Last Breath: Real-life drama of the North Sea diver who cheated death
Stephen Applebaum tells the story of Chris Lemons, left trapped without oxygen for half an hour on the seabed, and the rescue bid mounted by his colleagues in what is diving’s most dangerous industry
Imagine being stuck at the bottom of the North Sea, with an emergency supply of air that is quickly running out, and no immediate help available. Such was the predicament that diver Chris Lemons was plunged into on 18 September 2012, when the umbilical cord that connected him to a diving bell, providing him with gas for breathing, hot water, communications and electricity, snapped, during routine work on a drilling structure at the Huntington oil field, 115 miles east of Peterhead, Aberdeenshire.
What happened next became a sensation inside the global diving community.
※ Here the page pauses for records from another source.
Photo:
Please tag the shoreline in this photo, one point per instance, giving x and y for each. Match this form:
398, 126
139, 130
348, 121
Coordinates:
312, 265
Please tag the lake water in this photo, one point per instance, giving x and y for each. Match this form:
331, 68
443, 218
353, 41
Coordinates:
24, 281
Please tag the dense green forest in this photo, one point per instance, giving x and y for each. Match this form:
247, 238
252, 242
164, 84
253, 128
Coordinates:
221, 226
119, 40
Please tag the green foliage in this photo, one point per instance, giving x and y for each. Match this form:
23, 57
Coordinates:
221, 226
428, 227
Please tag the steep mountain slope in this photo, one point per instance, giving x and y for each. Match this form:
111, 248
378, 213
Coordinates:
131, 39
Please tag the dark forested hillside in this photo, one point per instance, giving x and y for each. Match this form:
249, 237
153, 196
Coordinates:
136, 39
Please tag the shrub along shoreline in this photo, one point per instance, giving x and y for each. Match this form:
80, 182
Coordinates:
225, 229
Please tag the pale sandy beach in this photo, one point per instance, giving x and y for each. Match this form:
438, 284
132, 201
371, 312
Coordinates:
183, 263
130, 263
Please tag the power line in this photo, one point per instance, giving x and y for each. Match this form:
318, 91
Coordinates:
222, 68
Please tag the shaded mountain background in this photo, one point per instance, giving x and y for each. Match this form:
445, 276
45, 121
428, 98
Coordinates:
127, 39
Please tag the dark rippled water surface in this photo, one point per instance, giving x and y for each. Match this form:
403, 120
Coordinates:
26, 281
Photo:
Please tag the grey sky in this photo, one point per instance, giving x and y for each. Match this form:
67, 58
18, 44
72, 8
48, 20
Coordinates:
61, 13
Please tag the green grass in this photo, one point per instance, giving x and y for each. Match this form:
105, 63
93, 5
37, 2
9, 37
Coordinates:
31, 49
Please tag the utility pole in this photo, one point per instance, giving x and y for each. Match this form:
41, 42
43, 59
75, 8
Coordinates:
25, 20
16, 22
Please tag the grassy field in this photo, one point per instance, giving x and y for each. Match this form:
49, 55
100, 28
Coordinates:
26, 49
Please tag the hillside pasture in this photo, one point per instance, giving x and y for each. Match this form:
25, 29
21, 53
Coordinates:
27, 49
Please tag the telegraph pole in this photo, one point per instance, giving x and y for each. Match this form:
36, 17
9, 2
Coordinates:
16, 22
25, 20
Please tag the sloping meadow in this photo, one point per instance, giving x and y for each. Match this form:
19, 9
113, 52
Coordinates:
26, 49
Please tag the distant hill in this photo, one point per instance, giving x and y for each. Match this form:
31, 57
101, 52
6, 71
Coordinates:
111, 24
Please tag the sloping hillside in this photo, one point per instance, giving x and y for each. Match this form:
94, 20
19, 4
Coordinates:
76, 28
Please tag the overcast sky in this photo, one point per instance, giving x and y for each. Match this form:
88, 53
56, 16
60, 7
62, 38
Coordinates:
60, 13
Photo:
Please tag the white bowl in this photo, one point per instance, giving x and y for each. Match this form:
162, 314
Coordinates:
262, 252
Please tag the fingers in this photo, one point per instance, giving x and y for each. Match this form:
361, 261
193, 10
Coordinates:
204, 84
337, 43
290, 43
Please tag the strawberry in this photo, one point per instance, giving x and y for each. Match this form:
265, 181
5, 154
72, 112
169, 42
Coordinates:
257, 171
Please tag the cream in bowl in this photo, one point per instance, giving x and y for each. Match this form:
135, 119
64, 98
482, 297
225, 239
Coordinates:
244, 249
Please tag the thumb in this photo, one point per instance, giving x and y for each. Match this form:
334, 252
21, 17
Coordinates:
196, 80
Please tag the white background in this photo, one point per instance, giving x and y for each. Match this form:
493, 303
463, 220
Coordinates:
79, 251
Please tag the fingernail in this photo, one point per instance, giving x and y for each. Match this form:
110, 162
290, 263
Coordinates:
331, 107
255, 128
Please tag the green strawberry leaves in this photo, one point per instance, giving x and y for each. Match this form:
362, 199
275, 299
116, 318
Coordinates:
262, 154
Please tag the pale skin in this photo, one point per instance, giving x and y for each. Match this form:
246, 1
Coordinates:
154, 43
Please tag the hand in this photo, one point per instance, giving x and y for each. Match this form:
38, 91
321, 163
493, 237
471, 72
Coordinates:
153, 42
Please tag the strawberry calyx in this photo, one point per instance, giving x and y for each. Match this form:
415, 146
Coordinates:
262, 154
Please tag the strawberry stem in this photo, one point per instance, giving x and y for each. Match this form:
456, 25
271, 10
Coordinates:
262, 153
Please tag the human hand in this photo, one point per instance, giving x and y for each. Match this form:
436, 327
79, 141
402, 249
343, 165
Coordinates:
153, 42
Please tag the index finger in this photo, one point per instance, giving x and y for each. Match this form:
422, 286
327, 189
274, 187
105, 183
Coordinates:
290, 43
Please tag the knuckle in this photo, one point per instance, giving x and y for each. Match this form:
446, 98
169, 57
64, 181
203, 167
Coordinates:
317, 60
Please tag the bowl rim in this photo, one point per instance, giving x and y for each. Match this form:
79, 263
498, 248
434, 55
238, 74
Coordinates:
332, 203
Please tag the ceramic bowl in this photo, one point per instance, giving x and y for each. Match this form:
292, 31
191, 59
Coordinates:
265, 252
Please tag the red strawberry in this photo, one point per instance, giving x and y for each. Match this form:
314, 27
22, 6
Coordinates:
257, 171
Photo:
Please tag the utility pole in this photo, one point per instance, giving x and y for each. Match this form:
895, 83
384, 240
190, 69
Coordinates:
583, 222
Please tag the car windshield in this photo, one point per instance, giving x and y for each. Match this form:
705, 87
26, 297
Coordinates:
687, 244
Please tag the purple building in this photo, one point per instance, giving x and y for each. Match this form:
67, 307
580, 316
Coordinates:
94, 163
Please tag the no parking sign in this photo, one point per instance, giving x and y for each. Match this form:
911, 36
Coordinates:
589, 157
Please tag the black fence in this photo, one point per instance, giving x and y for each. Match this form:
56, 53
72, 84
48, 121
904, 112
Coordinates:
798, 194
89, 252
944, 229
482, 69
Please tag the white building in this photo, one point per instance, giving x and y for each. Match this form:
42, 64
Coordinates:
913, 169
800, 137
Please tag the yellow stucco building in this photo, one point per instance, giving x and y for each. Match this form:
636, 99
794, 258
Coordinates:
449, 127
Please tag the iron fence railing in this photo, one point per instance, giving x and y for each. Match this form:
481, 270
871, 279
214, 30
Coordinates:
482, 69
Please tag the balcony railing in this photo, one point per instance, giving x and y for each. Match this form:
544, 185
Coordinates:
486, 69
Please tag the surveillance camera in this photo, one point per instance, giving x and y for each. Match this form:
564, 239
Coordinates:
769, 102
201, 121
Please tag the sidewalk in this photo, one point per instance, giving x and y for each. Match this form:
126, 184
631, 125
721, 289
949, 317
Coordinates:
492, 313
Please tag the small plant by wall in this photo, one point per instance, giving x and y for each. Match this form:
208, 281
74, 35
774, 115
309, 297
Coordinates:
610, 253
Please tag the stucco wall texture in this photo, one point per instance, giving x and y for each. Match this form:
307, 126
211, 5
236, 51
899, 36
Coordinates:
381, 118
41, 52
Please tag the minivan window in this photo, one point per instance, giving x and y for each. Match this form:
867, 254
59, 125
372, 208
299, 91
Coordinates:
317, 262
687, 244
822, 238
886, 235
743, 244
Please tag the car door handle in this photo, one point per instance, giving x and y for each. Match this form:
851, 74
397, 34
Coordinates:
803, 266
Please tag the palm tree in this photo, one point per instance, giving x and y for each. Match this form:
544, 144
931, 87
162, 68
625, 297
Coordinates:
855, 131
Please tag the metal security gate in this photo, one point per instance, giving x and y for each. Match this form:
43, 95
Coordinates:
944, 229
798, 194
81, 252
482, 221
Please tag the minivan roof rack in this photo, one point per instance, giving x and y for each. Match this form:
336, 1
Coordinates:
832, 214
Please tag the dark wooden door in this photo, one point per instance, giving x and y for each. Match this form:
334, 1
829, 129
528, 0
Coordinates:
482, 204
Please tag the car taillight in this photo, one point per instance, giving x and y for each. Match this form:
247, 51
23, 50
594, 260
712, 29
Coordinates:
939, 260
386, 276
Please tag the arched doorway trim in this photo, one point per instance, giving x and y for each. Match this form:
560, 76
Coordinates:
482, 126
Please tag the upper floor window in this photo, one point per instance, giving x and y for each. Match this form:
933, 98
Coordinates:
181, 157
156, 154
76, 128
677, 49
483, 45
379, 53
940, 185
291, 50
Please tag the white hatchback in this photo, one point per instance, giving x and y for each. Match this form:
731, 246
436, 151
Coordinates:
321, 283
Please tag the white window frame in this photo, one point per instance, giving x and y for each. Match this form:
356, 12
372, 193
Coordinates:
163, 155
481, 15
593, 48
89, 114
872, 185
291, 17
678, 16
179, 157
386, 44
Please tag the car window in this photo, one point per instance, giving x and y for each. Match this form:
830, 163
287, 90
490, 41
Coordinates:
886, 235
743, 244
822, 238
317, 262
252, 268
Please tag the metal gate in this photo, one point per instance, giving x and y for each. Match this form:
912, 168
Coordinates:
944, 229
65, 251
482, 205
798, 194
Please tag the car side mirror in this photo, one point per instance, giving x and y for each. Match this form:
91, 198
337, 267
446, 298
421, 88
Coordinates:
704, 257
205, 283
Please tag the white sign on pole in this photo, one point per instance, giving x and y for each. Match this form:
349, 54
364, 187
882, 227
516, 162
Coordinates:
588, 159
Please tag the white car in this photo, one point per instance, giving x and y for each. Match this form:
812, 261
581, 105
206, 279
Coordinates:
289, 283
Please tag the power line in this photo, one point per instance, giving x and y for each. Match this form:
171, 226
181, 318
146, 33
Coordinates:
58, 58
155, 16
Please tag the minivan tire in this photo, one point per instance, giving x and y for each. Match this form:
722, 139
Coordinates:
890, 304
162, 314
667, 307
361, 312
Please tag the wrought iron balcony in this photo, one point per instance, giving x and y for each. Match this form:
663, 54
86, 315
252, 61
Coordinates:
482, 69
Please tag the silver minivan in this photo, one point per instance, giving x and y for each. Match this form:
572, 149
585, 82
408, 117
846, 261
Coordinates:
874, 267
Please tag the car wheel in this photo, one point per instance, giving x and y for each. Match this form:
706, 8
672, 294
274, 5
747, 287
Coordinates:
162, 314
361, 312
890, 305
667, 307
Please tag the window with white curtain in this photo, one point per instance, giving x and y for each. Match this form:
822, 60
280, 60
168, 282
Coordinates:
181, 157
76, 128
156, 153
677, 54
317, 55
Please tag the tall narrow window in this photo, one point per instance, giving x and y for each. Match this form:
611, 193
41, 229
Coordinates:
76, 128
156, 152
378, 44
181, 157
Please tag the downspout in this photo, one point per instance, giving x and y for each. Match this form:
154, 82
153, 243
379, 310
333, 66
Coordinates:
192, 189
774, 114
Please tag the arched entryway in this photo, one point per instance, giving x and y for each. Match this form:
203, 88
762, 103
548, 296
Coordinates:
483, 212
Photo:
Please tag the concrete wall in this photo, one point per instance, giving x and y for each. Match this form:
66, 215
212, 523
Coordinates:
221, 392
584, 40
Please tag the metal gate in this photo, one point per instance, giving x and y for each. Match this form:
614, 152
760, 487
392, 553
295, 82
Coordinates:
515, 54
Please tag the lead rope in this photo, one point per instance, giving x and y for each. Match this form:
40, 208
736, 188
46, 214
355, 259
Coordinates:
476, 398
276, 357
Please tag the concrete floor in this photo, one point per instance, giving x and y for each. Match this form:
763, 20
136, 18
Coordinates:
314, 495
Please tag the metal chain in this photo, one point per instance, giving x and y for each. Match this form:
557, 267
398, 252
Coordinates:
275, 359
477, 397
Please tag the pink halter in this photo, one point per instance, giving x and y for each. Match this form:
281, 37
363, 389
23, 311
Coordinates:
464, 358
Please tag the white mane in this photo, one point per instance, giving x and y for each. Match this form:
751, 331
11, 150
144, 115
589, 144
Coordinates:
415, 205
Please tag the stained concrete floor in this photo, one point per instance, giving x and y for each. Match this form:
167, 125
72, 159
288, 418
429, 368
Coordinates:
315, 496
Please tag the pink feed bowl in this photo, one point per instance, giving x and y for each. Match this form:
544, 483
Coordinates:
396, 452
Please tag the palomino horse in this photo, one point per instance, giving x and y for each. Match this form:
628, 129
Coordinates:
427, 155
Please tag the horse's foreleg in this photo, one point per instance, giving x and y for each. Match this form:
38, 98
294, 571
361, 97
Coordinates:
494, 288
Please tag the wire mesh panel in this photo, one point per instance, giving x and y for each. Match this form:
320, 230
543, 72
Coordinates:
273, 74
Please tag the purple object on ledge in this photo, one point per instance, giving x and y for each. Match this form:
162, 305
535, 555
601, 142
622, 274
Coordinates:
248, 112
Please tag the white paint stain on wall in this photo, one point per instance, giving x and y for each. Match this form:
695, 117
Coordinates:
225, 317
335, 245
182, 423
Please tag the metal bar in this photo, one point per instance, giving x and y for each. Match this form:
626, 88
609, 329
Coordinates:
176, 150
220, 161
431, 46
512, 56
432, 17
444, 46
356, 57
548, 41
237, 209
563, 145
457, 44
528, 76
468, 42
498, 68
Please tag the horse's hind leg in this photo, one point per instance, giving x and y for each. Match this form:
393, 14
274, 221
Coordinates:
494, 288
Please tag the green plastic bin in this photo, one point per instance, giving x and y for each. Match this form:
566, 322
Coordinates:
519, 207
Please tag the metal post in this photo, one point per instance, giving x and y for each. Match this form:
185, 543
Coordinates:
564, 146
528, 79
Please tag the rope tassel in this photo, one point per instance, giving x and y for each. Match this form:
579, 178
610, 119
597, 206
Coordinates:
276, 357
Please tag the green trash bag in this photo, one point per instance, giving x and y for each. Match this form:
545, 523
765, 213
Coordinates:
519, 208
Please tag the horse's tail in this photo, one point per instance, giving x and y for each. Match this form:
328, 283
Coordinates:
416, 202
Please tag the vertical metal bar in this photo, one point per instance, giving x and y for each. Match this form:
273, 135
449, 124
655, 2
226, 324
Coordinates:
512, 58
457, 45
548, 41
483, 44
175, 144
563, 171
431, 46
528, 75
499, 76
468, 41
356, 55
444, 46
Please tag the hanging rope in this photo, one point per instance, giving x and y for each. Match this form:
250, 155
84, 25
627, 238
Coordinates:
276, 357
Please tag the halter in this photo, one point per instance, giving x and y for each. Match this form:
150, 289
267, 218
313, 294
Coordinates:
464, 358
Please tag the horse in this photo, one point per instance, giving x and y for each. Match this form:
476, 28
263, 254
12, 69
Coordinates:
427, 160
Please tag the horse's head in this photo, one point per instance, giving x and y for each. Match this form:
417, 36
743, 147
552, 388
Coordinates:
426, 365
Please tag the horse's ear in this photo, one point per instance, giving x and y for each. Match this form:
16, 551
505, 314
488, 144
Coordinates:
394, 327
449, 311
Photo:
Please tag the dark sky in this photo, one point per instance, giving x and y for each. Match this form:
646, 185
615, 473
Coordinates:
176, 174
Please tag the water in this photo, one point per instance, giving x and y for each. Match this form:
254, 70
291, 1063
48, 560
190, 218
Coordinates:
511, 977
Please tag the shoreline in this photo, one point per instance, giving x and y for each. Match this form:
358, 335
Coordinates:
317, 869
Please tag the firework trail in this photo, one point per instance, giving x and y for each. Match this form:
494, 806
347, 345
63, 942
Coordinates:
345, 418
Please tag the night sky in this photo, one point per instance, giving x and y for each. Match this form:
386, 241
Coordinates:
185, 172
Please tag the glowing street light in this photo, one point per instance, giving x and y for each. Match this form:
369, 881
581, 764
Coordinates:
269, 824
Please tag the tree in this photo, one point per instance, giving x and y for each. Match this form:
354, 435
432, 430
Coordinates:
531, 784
People were keen to know how Lemons’s employer, Bibby Offshore (now renamed Rever Offshore), had dealt with the situation, so the company commissioned a short industry film, Lifeline, from Floating Harbour Films, in 2013, to, says the production company’s website, “highlight the potentially extreme consequences of an incident in the workplace”.
This has now been developed into Last Breath, a feature-length documentary which uses convincing reconstructions, original footage (there was a wealth of it, captured by different devices in the water and on board the Diving Support Vessel Bibby Topaz), and gripping interviews with some of the key people involved, including Lemons’s team mates, Dave Yuasa and Duncan Allcock, and dive supervisor Craig Frederick, to create a nailbiting tale of survival against the odds.